Processo di conversione all’olio di palma sostenibile

Nel settore del commercio, il cosiddetto approccio PPM (“Process and Production Methods”, ovvero il diverso trattamento dei prodotti a seconda del loro metodo di produzione) è oggetto di molte discussioni.

“È un peccato che nell’accordo commerciale questo valga solo per l’olio di palma e non per altri prodotti come il legno o la gomma. Ma è un inizio”, dice Bürgi. Questa differenziazione del prodotto costituirebbe un importante incentivo per i produttori di olio di palma indonesiani a rendere almeno una parte della loro produzione di olio di palma più ecologica e socialmente responsabile. Nel migliore dei casi, questo potrebbe anche ripercuotersi su altri processi economici, sostiene Bürgi.

uomo nella foresta
Un operaio indonesiano raccoglie frutti di palma in una piantagione di palma da olio a Deli Serdang, nel nord di Sumatra. L’Indonesia è il più grande produttore mondiale di olio di palma, che deriva dal frutto della palma. Keystone / Dedi Sinuhaji

L’accordo stabilisce che “solo” 12’500 tonnellate di olio di palma sostenibile possono beneficiare delle tariffe più basse (l’Indonesia produce in totale oltre 35 milioni di tonnellate di olio di palma, il che la rende il più grande produttore mondiale di olio di palma). Ma il legame con i severi requisiti di sostenibilità offre anche all’Indonesia un argomento a suo favore; può dimostrare di sostenere efficacemente i processi di conversione all’olio di palma sostenibile – che può anche influenzare positivamente i futuri accordi, come quello con l’UE.

Tuttavia è presto per dire se l’accordo commerciale con la Svizzera e gli altri paesi dell’AELS promuoverà effettivamente la sostenibilità nella produzione di olio di palma indonesiano, avverte Bürgi: “Dipende molto dall’attuazione dell’accordo”.

L’esperta vede comunque con favore il fatto che l’accordo comprenda un capitolo sulla cooperazione che obbliga gli Stati dell’AELS a fornire all’Indonesia un sostegno finanziario e tecnico nel processo di transizione a una produzione di olio di palma più sostenibile. Dopotutto, il passaggio da una produzione convenzionale a una produzione veramente sostenibile – cioè ecologica e socialmente giusta – è sempre anche una questione di risorse.
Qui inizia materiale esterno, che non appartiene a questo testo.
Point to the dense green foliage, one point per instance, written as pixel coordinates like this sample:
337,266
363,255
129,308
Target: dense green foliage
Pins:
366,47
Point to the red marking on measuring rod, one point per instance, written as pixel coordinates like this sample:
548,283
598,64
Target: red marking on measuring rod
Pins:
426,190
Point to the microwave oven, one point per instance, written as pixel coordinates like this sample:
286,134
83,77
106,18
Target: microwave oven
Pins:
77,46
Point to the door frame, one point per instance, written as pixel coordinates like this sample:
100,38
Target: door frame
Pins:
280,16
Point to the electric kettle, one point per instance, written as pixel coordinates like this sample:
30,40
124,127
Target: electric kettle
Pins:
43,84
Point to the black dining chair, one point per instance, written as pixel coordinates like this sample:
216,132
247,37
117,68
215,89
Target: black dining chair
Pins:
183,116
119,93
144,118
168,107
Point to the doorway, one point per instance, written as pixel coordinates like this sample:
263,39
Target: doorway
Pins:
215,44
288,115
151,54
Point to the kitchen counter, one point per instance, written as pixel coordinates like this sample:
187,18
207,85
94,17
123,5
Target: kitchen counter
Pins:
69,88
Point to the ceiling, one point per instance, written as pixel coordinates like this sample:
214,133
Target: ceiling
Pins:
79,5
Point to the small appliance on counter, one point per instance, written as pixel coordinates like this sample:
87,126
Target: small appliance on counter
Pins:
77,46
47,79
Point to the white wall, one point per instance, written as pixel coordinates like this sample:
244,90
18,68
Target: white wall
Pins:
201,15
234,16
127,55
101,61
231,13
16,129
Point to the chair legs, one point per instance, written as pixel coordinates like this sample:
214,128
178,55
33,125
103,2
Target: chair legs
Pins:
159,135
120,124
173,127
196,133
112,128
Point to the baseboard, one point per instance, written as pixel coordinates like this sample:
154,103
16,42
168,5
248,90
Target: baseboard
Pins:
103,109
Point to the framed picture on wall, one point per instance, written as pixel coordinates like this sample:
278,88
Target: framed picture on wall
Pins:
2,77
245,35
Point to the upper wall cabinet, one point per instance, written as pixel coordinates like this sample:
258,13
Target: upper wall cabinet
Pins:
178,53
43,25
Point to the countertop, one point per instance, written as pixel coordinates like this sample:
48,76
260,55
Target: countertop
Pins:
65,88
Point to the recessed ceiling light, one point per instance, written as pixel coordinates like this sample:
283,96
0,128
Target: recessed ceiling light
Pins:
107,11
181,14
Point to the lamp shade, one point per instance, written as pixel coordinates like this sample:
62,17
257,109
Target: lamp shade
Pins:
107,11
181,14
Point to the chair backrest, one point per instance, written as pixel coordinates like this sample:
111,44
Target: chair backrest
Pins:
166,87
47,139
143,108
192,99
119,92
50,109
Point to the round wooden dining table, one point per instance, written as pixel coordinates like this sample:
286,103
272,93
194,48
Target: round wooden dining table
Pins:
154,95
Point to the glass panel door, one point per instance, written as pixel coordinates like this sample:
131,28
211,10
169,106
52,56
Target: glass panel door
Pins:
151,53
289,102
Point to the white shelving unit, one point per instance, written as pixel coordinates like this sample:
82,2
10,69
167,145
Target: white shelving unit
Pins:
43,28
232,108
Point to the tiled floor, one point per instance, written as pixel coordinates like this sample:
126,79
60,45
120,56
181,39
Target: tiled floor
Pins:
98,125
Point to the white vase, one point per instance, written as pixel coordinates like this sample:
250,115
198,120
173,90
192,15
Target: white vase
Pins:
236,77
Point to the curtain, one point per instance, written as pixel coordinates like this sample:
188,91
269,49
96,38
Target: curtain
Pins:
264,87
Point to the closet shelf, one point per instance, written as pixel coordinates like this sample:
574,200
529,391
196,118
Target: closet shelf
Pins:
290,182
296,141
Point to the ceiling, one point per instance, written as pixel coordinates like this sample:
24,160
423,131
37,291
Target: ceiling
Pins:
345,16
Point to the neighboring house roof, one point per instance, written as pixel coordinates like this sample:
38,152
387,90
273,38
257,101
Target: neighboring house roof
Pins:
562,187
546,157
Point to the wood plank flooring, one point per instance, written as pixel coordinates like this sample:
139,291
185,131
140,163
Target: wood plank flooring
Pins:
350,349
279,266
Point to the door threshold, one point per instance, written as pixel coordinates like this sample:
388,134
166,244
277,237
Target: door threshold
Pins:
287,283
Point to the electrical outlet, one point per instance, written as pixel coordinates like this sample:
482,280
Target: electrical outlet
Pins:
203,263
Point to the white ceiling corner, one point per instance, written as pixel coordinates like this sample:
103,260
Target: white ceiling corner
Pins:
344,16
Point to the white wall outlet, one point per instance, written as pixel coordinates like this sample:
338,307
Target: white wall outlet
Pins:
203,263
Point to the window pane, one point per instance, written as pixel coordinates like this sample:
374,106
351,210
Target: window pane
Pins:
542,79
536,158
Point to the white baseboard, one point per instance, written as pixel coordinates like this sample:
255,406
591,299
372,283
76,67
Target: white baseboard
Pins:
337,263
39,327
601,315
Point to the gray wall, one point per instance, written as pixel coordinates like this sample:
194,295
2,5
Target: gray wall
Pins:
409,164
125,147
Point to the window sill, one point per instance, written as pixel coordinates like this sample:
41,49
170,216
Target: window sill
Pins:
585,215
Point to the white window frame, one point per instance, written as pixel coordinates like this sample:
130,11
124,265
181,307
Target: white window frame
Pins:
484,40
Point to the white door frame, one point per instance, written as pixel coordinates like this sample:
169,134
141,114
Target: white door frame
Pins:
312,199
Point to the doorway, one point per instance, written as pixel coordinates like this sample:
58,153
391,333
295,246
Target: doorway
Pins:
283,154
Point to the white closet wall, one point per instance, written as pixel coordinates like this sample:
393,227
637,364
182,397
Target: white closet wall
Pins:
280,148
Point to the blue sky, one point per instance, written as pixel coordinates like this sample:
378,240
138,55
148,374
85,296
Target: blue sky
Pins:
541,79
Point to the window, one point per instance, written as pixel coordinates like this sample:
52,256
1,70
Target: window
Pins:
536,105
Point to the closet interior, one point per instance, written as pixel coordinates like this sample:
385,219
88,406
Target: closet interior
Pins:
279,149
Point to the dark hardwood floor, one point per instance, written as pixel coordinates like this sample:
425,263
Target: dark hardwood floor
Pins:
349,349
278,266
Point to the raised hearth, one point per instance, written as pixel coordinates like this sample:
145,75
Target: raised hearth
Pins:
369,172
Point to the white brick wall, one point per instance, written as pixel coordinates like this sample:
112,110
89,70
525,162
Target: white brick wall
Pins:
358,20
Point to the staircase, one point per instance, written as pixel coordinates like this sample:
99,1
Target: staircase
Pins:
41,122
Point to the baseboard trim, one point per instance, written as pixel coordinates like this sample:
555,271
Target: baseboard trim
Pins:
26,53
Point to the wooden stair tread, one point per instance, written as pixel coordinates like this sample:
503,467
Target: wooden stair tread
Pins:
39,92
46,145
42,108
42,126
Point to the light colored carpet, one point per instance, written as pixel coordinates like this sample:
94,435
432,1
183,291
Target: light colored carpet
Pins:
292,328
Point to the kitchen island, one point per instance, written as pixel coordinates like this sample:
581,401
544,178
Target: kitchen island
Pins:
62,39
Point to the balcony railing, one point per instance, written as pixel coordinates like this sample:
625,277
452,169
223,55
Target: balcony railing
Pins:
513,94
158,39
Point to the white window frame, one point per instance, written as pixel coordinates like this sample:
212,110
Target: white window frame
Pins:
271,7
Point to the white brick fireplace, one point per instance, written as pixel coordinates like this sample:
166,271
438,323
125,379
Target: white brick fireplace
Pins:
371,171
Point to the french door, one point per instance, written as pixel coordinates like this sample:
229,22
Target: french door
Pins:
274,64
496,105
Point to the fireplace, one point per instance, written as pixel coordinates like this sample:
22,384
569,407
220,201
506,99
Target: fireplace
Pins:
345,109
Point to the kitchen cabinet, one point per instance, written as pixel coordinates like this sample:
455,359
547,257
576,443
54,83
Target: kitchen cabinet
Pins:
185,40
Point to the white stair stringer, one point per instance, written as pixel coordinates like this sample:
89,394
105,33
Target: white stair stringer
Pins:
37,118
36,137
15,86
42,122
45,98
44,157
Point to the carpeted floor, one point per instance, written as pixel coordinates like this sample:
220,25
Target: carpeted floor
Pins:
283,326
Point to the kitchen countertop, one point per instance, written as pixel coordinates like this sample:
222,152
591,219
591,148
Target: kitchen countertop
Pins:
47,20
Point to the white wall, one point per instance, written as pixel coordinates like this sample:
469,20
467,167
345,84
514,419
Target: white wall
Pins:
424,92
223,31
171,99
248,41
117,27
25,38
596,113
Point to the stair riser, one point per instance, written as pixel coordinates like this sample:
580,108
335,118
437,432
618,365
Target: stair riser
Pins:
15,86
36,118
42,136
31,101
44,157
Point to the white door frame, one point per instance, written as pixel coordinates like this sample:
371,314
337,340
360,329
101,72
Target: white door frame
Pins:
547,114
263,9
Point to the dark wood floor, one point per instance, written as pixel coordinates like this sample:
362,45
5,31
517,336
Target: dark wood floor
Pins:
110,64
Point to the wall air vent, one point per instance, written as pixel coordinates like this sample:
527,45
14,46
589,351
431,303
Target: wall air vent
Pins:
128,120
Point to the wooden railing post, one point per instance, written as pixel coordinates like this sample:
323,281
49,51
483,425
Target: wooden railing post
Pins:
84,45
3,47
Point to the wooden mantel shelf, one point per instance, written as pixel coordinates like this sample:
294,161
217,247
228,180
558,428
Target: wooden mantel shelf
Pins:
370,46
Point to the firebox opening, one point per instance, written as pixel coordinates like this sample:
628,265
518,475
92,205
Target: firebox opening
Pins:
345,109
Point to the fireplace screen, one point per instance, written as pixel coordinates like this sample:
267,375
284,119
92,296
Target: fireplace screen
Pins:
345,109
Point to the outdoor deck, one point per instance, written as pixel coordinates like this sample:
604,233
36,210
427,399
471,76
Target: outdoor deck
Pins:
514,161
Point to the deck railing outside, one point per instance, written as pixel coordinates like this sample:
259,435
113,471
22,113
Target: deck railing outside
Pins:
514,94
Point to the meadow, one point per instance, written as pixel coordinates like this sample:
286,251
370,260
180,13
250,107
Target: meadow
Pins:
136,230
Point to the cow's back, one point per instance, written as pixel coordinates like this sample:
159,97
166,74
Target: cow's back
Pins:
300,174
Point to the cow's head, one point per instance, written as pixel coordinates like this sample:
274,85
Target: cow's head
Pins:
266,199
Anche se i Paesi dell’AELS nell’accordo prevedono un simile sostegno all’Indonesia, questo punto non è ancora specificato nell’ordinanza e nel rapporto esplicativo del Consiglio federale (attualmente ancora in consultazione), critica Bürgi. Né è prevista una valutazione successiva che possa dimostrare dopo alcuni anni l’efficacia dell’accordo.

Vantaggio effettivo

È proprio questo che Reto Föllmi mette in discussione: “Gli accordi di libero scambio sono spesso venduti dal Consiglio federale e dai media come un grande successo, come abbiamo visto con l’accordo con la Cina. Ma se si guarda più da vicino, si vede che spesso non vengono utilizzati affatto. Perlomeno però sono un primo passo verso un’ulteriore apertura.”

Secondo uno studio dell’Istituto svizzero di economia internazionale e ricerca economica applicata (SIAW-HSG) dell’Università di San Gallo, il tasso di utilizzo delle tariffe preferenziali, che consentono alle aziende dei Paesi meno sviluppati di esportare prodotti semplificati in Svizzera, è talvolta inferiore al 50 per cento.

Ciò significa che gran parte dei risparmi tariffari teoricamente possibili non sono affatto realizzati. “Per le aziende più piccole, spesso significano costi fissi elevati, per esempio per ottenere un certificato di sostenibilità, quindi alla fine preferiscono pagare i dazi doganali”. Per la maggioranza degli attori coinvolti (maggioranza che deve però ancora essere confermata dalle urne il 7 marzo), l’accordo non rappresenta ancora un’economia più sostenibile – ma è un passo nella giusta direzione.